If this question is relevant to you, consult your rabbi. (Indeed, if it's relevant to you, then you're getting married — mazal tov! — and should have someone officiating your wedding who knows the main rules, knows how to find out the other rules, and will be able to answer this question for you.)

But for background information, here's a source: Aruch Hashulchan, Even Haezer 129, discusses, in general, the spelling of names in general and, in particular, the spelling of a number of specific names, including a number that end with yod he. He does not say to curtail the name before the he or to replace the he with an apostrophe. (Nor does he indicate that one should put a hyphen or apostrophe between the yod and the he.)
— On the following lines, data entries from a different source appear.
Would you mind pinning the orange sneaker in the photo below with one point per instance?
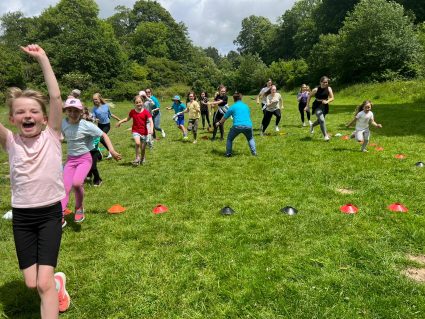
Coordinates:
(64, 299)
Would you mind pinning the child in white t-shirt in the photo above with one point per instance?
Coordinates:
(363, 118)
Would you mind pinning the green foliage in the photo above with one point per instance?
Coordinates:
(251, 74)
(194, 263)
(149, 39)
(256, 36)
(11, 71)
(378, 47)
(289, 74)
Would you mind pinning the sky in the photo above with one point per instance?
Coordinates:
(214, 23)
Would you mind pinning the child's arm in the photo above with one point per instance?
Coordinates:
(115, 154)
(55, 102)
(351, 122)
(372, 121)
(150, 131)
(330, 97)
(115, 117)
(122, 121)
(3, 135)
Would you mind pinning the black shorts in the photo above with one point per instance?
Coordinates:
(37, 233)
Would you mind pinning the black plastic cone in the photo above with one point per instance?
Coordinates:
(289, 210)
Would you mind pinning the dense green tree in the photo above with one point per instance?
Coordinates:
(296, 33)
(251, 74)
(83, 43)
(256, 37)
(213, 54)
(377, 48)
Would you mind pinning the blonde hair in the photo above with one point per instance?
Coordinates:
(16, 93)
(360, 107)
(101, 99)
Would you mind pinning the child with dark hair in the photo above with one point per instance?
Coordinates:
(363, 117)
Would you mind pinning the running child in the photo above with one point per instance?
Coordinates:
(79, 135)
(302, 97)
(205, 110)
(35, 159)
(140, 129)
(194, 111)
(179, 107)
(323, 95)
(363, 117)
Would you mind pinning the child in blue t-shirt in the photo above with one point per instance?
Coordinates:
(179, 107)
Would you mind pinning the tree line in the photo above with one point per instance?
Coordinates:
(350, 41)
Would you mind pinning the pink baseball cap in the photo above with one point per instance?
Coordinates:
(73, 103)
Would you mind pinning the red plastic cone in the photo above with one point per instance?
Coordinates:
(400, 156)
(159, 209)
(349, 209)
(116, 209)
(398, 207)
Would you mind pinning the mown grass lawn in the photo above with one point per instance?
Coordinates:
(192, 262)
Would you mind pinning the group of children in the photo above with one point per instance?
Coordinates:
(41, 186)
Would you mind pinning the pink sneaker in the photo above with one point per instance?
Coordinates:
(79, 215)
(64, 299)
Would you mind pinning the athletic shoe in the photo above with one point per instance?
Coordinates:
(97, 183)
(79, 215)
(63, 296)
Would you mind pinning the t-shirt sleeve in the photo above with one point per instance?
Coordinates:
(91, 130)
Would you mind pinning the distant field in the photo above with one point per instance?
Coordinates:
(192, 262)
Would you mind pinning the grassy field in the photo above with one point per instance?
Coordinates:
(192, 262)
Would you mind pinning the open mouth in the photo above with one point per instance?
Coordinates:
(28, 125)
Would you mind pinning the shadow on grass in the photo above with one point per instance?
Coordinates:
(18, 301)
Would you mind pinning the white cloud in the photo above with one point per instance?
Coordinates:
(213, 23)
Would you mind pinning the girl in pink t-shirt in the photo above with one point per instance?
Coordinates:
(35, 158)
(140, 129)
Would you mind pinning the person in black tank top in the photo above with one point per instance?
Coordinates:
(323, 95)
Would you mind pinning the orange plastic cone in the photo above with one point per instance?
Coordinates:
(116, 209)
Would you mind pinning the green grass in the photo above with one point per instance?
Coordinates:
(191, 262)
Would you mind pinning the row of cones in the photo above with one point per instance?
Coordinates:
(118, 209)
(289, 210)
(395, 207)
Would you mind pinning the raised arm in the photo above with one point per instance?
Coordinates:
(330, 97)
(55, 100)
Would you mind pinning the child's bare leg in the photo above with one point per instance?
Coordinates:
(137, 146)
(143, 146)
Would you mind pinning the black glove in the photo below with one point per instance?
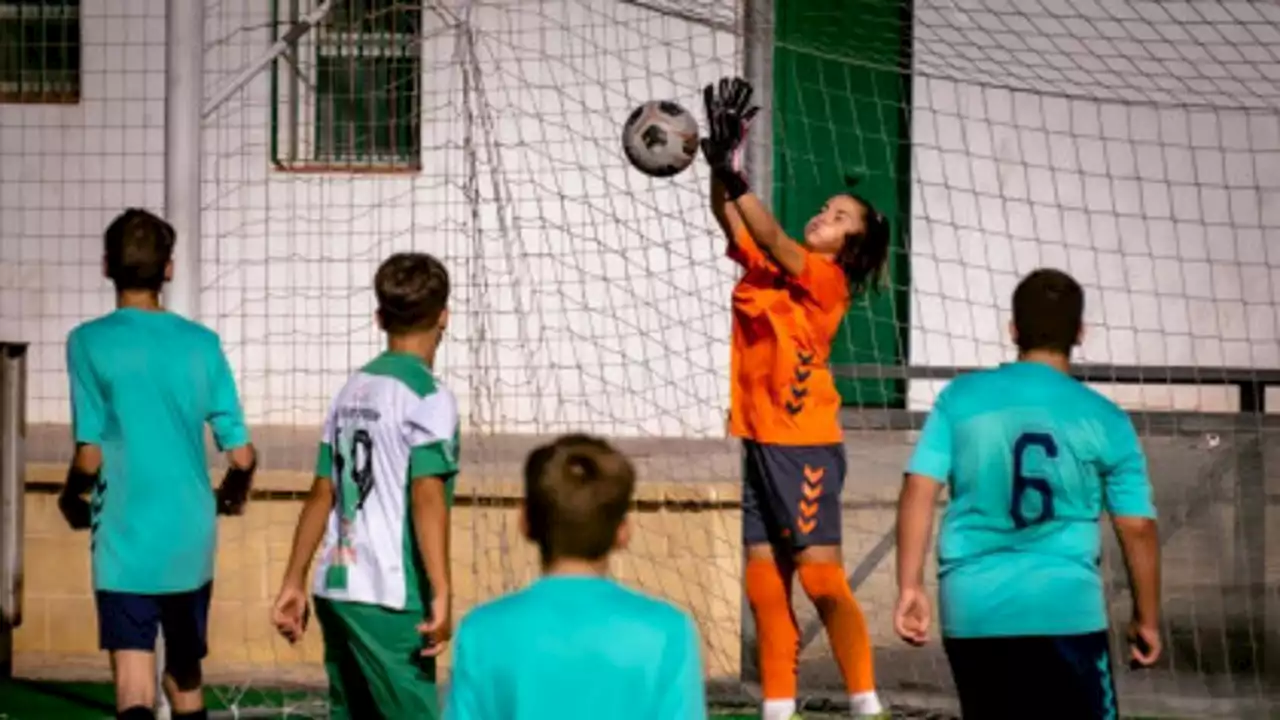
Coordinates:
(728, 117)
(233, 493)
(76, 510)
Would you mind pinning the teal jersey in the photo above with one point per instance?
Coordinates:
(1032, 458)
(144, 384)
(576, 648)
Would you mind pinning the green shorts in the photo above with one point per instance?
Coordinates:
(373, 659)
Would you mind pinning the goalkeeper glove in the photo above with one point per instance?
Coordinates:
(728, 117)
(233, 493)
(73, 506)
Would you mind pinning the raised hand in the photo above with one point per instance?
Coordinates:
(728, 117)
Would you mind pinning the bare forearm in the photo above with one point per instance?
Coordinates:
(432, 531)
(723, 210)
(764, 228)
(87, 459)
(914, 527)
(307, 534)
(1139, 541)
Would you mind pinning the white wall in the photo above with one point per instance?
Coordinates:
(65, 171)
(588, 295)
(1159, 190)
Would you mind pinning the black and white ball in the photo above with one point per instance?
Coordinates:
(661, 139)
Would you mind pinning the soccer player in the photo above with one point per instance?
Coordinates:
(576, 645)
(787, 308)
(144, 383)
(380, 502)
(1032, 458)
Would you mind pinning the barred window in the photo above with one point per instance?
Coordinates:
(40, 51)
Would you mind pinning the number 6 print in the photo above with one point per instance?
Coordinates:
(1023, 483)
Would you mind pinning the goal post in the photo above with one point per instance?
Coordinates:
(13, 464)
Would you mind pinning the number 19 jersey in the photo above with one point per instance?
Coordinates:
(1032, 458)
(388, 427)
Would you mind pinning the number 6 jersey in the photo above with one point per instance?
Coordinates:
(1031, 458)
(388, 427)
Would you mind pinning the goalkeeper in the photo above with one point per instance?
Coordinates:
(144, 383)
(787, 308)
(380, 502)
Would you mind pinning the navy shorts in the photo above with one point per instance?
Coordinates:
(1047, 677)
(791, 493)
(131, 621)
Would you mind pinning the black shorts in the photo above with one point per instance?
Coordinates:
(1043, 677)
(791, 493)
(131, 621)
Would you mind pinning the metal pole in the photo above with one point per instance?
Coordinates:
(758, 26)
(184, 71)
(13, 438)
(758, 18)
(184, 78)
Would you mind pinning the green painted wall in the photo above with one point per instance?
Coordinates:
(841, 92)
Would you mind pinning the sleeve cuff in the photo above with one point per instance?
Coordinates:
(324, 461)
(233, 438)
(432, 461)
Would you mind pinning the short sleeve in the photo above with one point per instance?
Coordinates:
(685, 679)
(932, 454)
(432, 431)
(88, 410)
(324, 451)
(1125, 484)
(823, 281)
(225, 415)
(745, 251)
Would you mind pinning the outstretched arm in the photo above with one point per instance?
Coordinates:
(737, 210)
(764, 228)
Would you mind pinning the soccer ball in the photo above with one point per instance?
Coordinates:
(661, 139)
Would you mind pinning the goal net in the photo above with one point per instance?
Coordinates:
(1136, 145)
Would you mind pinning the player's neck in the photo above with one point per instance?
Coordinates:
(576, 566)
(1055, 360)
(420, 345)
(138, 300)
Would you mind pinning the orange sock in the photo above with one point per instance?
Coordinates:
(846, 629)
(777, 633)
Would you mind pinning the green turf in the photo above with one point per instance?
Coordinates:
(33, 700)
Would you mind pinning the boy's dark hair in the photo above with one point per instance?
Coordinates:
(138, 247)
(577, 491)
(412, 291)
(864, 255)
(1048, 311)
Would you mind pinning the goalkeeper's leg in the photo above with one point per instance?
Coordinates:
(805, 483)
(768, 591)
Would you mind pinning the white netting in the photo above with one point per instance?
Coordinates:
(1136, 145)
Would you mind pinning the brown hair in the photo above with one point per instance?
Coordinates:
(1048, 311)
(412, 291)
(864, 255)
(137, 247)
(577, 491)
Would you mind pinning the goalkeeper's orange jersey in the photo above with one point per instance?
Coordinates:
(782, 391)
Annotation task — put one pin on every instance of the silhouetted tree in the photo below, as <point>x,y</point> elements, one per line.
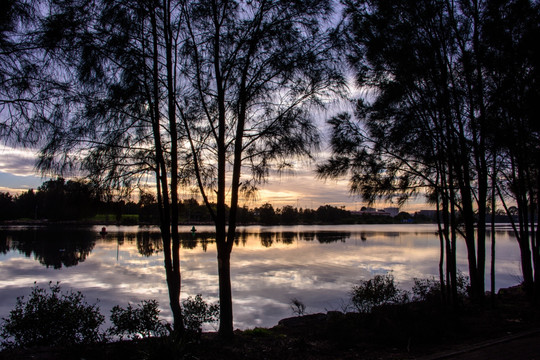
<point>510,33</point>
<point>424,123</point>
<point>256,71</point>
<point>121,126</point>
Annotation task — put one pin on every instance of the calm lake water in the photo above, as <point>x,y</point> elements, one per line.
<point>317,265</point>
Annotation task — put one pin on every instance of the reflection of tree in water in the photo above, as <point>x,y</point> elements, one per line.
<point>149,243</point>
<point>267,239</point>
<point>4,243</point>
<point>190,241</point>
<point>330,237</point>
<point>287,237</point>
<point>54,247</point>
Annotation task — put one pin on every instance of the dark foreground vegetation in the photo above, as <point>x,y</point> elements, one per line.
<point>380,322</point>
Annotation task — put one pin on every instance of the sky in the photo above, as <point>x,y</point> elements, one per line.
<point>301,188</point>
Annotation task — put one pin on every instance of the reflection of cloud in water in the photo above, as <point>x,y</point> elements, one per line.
<point>269,268</point>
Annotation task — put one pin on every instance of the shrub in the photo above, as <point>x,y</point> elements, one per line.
<point>197,312</point>
<point>50,317</point>
<point>377,291</point>
<point>140,322</point>
<point>430,289</point>
<point>298,307</point>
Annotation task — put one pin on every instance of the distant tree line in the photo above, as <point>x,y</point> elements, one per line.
<point>450,109</point>
<point>79,200</point>
<point>215,94</point>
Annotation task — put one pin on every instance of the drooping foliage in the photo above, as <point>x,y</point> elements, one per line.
<point>426,121</point>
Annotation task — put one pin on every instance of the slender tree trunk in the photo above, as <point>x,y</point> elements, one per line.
<point>493,208</point>
<point>225,293</point>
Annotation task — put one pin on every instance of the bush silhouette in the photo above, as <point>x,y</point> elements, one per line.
<point>51,318</point>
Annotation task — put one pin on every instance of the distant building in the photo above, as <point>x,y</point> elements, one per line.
<point>392,211</point>
<point>371,211</point>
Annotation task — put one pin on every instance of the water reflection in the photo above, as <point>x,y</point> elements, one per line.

However, I can think of two reasons this Aruch Hashulchan may possibly not apply to your question: First, he's discussing gitin (bills of divorce), not k'subos (prenuptial agreements), and my impression is that the exactitude we enforce on writing names correctly is stronger for the former. Therefore, perhaps we wouldn't mind modifying a name slightly in a k'suba, if there is some benefit to doing so. Second, he does say that the spelling of a name often follows how it is used by the person (how, for example, the person signs that name); it may follow, then, that his not mentioning curtailing or replacing the final he in a get is because no one signed his name that way in his day (and place) and that it should be done now if the name's owner does so.